Absent Witness was Unavailable So State Could Use Prelim Testimony Despite Crawford

Malone v. Six, 07-3268 (10/31/08) (unpub'd) - In a habeas case applying de novo review [because the state court did not rule on the issue but instead found any error harmless], the 10th held Crawford's unavailability requirement was met so as to allow the admission of an absent witness's preliminary hearing testimony.

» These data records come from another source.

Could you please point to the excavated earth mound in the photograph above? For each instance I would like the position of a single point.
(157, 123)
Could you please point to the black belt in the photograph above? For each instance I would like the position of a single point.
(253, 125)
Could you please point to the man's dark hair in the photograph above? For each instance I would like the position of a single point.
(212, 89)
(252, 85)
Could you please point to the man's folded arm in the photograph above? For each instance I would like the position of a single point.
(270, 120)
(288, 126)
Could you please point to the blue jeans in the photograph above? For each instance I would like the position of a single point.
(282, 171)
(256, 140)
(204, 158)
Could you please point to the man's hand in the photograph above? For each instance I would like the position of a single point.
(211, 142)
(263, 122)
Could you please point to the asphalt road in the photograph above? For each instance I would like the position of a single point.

Two criteria favored the petitioner---(1) the witness was a very important witness; and (2) the charge was serious, even though the petitioner received "only" 44 months, since he could have received 40 years. But the state had made sufficient efforts to subpoena the witness. She was apparently trying to evade service and the state believed she may have been living again with the defendant. An officer knew where the witness lived but no one ever answered the door or answered her phone, despite repeated attempts. State law allowed service by leaving the subpoena at the witness's residence and that tactic had worked to get the witness to testify at the preliminary hearing. But the 10th excused the officer from trying that again because the defendant might intercept the subpoena and there was no evidence the state would have tried that method if it did not already have the preliminary hearing testimony. The 10th did concede this was a "close" case.

Successive Nature of 2255 Petition Appealable

U.S. v. Harper, 2008 WL 4756393 (10/31/08) (Published) - The district court's denial of a 28 USC § 2255 motion on the grounds that it was successive and had not been previously authorized by the 10th is a final order appealable to the 10th. It is also subject to the § 2253 certificate of appealability requirement. The district court had obviously made the correct decision in this case, the 10th says.

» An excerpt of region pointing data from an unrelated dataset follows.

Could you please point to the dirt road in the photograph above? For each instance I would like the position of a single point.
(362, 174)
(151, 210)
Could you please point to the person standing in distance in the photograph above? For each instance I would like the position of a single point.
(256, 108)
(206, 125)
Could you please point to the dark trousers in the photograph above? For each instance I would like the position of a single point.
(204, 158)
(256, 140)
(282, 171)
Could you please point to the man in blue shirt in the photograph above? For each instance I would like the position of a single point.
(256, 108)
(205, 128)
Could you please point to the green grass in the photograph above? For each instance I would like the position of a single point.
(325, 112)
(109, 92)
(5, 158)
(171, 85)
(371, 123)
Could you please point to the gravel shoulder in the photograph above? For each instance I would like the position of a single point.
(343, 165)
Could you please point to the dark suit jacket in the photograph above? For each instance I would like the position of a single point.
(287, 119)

Applying Plain Error, Conviction for Assault with Serious Bodily Injury Affirmed Despite Possible Jury Confusion

U.S. v. Poole, 2008 WL 4756164 (10/31/08) (Published) - The jury found the defendant guilty of both the charged offense of assault resulting in serious bodily injury and the lesser-included offense of simple assault, even though the jury was instructed not to consider the defendant's guilt of the lesser offense if it could unanimously find the defendant guilty of the greater offense. When the court received the verdict, it declared in front of the jury that the simple assault conviction was a "nullity." The court then polled each juror asking "Is this your verdict?" All the jurors answered yes to that question. When asked if the defendant wanted to argue anything before the jury was discharged, defense counsel said "no." After the jury was discharged, defense counsel moved for a mistrial on the grounds that the verdict was ambiguous. The district court denied the motion. The 10th reviewed for plain error because counsel had not objected before the jury's discharge, when any ambiguity could have been resolved.

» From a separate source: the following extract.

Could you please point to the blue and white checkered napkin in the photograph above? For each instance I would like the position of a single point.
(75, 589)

The 10th found no error. First, there was no ambiguity so obvious as to trigger the court's duty to resolve it. The verdicts were actually completely consistent with each other. The possibility that the two verdicts were the result of an improper compromise was at best latent and so did not require district court action. Second, the district court did clear up any confusion by polling the jury about the greater charge after declaring the simple assault count a nullity. The 10th dismissed the defendant's claim the jurors might not have understood what the court meant by "nullity" based on the interesting notion that it is a "bedrock principle" of our system that we presume jurors understand what the trial court says, even if they actually don't. The 10th also rejected the defendant's claim that when the court asked the jury "is this your verdict" the jury might have thought the court was referring to both verdicts rather than just the greater offense one. The 10th believed, given the jurors' make-believe understanding of "nullity," they must have known the judge was referring only to the greater offense verdict. Furthermore, the judge was not obligated to sua sponte require the jurors to deliberate further because it was clear the jury unanimously found the defendant guilty of the greater offense.